An even larger subset of research on violence and repression studies the past for its own sake or by using history as a setting to investigate general theoretical issues. The hallmark of this type of research is the digitization of individual-level census and military records that provide information on ethnicity, socioeconomic status, participation in combat, and place of birth or residence. This work sometimes faces the tradeoff between the credibility of findings from a specific historical episode and their generalizability to contemporary conflicts and repression.
For example, Andrew Hall, Connor Huff, and Shiro Kuriwaki demonstrate the importance of slave ownership for participation in the US Civil War, using individual-level data on 3.9 million free citizens in the Confederate states. They exploit a land lottery in Georgia that increased the number of slaves owned by some households, showing that the winners’ children are more likely to serve in the Confederate Army. Benjamin Barber and Charles Miller evaluate the effectiveness of propaganda on improving German soldiers’ combat performance during World War II. They combine a random sample of army service records with information on pre-enlistment exposure to Nazi radio programming, which is plausibly exogenous to other sources of combat motivation.
Other prominent themes in HPE
Research on state capacity and related topics of clientelism and governance are another key endeavor in HPE. While early work in this tradition emphasized the role of interstate conflict, drawing on country-level datasets, more recent studies began to examine the importance of elite conflict and societal characteristics for state building.

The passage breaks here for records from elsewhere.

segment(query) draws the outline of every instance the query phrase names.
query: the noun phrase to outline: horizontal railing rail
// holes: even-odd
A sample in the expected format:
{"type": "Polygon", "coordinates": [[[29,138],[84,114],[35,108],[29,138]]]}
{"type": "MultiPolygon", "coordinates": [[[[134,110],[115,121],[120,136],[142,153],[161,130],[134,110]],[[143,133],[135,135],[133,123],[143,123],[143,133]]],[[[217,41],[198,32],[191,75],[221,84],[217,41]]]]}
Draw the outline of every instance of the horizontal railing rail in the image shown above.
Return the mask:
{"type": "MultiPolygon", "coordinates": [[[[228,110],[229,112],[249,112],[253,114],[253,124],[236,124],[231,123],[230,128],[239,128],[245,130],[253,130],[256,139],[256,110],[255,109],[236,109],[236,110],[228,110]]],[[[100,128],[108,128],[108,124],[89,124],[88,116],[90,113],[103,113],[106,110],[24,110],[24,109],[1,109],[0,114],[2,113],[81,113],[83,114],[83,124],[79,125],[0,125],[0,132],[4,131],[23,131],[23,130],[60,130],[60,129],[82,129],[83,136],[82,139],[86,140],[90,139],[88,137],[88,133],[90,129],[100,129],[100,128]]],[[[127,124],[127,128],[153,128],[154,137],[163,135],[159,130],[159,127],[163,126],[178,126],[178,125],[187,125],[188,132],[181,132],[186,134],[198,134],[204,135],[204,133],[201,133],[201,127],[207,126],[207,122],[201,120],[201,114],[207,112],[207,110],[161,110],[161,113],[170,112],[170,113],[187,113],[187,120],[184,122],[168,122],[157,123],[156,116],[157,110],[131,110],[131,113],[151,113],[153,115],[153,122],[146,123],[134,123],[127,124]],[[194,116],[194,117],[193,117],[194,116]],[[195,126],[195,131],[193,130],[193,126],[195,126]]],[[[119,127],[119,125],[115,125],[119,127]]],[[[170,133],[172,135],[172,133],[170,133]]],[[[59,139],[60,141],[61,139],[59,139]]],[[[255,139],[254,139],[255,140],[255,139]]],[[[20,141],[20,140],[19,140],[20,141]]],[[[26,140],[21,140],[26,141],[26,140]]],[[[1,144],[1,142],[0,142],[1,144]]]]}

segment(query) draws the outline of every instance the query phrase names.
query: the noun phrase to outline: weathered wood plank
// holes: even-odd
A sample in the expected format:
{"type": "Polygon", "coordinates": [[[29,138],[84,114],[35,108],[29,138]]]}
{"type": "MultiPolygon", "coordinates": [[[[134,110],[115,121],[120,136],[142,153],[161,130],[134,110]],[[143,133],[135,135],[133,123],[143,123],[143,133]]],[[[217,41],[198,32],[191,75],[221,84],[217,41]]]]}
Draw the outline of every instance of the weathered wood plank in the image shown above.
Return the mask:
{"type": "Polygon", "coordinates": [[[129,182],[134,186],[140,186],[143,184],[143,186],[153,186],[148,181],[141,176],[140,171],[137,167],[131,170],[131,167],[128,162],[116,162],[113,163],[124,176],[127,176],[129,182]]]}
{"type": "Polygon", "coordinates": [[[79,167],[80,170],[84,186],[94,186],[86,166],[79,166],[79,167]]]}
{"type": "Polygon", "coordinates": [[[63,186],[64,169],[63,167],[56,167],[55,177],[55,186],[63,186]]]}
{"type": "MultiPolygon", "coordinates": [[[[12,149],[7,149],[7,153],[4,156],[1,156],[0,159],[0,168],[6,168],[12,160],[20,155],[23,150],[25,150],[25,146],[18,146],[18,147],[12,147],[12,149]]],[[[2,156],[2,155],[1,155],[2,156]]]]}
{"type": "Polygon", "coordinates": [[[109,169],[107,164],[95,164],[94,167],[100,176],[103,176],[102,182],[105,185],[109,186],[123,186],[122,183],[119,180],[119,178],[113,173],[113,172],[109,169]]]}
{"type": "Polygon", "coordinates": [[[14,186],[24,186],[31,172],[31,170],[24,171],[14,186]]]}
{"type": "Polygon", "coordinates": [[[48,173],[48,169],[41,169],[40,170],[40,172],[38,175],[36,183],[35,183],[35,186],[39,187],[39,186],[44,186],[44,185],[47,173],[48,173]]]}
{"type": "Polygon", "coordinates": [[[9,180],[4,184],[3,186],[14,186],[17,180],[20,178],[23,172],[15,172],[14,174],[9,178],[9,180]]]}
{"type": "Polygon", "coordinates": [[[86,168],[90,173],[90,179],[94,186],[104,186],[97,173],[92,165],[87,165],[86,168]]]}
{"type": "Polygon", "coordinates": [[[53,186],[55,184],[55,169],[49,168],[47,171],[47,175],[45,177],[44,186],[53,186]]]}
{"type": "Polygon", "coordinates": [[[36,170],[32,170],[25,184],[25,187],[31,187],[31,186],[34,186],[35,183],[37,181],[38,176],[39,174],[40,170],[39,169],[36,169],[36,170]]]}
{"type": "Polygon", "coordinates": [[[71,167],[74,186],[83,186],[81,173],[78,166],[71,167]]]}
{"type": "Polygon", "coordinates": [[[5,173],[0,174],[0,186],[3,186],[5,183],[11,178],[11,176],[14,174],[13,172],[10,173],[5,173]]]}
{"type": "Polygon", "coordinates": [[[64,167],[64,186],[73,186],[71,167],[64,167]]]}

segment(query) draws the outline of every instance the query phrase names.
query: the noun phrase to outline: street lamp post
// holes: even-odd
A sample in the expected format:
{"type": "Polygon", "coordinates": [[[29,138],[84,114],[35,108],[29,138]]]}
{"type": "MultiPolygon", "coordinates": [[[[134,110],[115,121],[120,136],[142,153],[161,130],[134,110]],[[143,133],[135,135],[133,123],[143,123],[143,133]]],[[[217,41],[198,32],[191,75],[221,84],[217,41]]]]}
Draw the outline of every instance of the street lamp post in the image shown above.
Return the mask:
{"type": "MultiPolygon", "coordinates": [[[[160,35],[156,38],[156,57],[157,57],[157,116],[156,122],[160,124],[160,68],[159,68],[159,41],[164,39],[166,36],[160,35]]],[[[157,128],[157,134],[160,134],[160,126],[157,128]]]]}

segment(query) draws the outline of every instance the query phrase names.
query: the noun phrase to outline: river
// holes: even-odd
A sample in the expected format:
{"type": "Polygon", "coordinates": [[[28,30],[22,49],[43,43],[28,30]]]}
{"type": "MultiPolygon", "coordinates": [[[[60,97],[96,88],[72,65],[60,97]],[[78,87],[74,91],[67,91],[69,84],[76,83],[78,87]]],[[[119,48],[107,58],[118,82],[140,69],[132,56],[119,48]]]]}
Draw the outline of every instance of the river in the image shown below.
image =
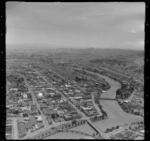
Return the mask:
{"type": "MultiPolygon", "coordinates": [[[[111,85],[111,88],[103,93],[101,97],[116,98],[116,90],[121,87],[121,84],[107,76],[101,74],[97,75],[104,78],[111,85]]],[[[94,124],[102,131],[105,131],[107,128],[111,128],[116,125],[124,125],[125,123],[130,124],[131,122],[143,120],[143,117],[141,116],[124,112],[117,101],[100,100],[100,103],[103,106],[103,109],[106,111],[108,119],[95,122],[94,124]]]]}

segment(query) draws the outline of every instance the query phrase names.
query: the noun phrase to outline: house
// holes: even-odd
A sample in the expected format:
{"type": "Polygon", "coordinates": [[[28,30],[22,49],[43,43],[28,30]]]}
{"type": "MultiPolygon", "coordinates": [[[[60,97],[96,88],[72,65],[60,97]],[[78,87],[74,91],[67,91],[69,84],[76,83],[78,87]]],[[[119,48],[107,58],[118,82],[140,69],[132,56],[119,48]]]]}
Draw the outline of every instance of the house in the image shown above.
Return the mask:
{"type": "Polygon", "coordinates": [[[22,138],[27,135],[27,129],[25,123],[23,122],[18,123],[18,132],[19,132],[19,138],[22,138]]]}

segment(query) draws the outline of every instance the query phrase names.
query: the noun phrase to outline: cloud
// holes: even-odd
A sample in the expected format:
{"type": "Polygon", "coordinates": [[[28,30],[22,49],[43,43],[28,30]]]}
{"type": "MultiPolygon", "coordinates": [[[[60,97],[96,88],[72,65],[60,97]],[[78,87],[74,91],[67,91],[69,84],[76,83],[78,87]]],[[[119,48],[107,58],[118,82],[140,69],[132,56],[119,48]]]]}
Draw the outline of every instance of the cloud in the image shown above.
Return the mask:
{"type": "Polygon", "coordinates": [[[144,3],[7,3],[7,43],[114,47],[143,40],[144,3]],[[133,34],[134,33],[134,34],[133,34]]]}

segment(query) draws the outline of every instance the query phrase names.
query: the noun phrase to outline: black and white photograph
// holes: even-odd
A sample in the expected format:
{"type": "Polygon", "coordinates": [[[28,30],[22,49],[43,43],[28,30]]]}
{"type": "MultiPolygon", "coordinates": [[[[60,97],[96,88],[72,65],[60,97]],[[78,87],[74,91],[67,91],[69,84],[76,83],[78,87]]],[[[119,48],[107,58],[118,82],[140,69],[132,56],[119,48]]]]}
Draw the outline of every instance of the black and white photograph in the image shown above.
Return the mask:
{"type": "Polygon", "coordinates": [[[144,140],[144,2],[6,2],[6,140],[144,140]]]}

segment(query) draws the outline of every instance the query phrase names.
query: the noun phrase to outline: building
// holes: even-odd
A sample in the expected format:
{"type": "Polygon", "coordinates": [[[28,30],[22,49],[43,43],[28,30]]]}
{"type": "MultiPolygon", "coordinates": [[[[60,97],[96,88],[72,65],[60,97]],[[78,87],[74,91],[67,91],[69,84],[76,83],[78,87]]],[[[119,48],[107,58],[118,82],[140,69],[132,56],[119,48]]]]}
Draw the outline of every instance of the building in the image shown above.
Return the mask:
{"type": "Polygon", "coordinates": [[[19,138],[22,138],[27,135],[27,129],[25,123],[23,122],[18,123],[18,132],[19,132],[19,138]]]}

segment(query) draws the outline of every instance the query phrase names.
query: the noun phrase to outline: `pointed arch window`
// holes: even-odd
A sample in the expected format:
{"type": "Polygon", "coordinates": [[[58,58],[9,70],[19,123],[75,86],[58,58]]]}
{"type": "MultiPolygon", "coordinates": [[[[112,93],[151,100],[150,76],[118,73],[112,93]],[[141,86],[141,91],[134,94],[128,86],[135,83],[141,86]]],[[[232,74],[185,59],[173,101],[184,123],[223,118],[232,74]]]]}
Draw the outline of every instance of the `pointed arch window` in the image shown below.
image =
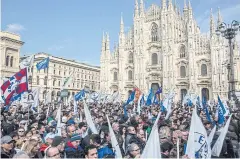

This line of inquiry became possible following the digitization of historical censuses and maps and the improvement of measurement strategies (see Pavi’s post on the conceptualization and measurement of state capacity). HPE work on state capacity is almost evenly divided: on one hand, articles that draw on history to understand the fundamental determinants of contemporary variation in the strength and presence of the contemporary state; and on the other, articles on specific historical episodes of state-building and fiscal innovation.
Many HPE studies have focused on the workings of legislatures and the development of party politics, a theme that is related to the democratization research discussed above. Studies on the introduction of proportional representation and changes in electoral rules fit this category. Other work has zoomed in on the careers of individual legislators or interrogated the development of party cohesion. Data from the US Congress and the British Parliament are commonly used in such studies.
This overview also points to the scarcity of HPE research on cultural norms, migration, identity and trade in political science journals, despite the potential of historical data and design-based inference for advancing research on these topics and prominence in economics journals. In addition, despite the importance of understanding the mechanisms of persistence for research phenomena, few studies have explicitly engaged this topic (see my review of the interdisciplinary literature on intergenerational transmission). These are promising new directions for future HPE research.
[1] So far, we coded 197 articles in the HPE tradition in AJPS, APSR, JOP, BJPS, World Politics, CPS, and CP.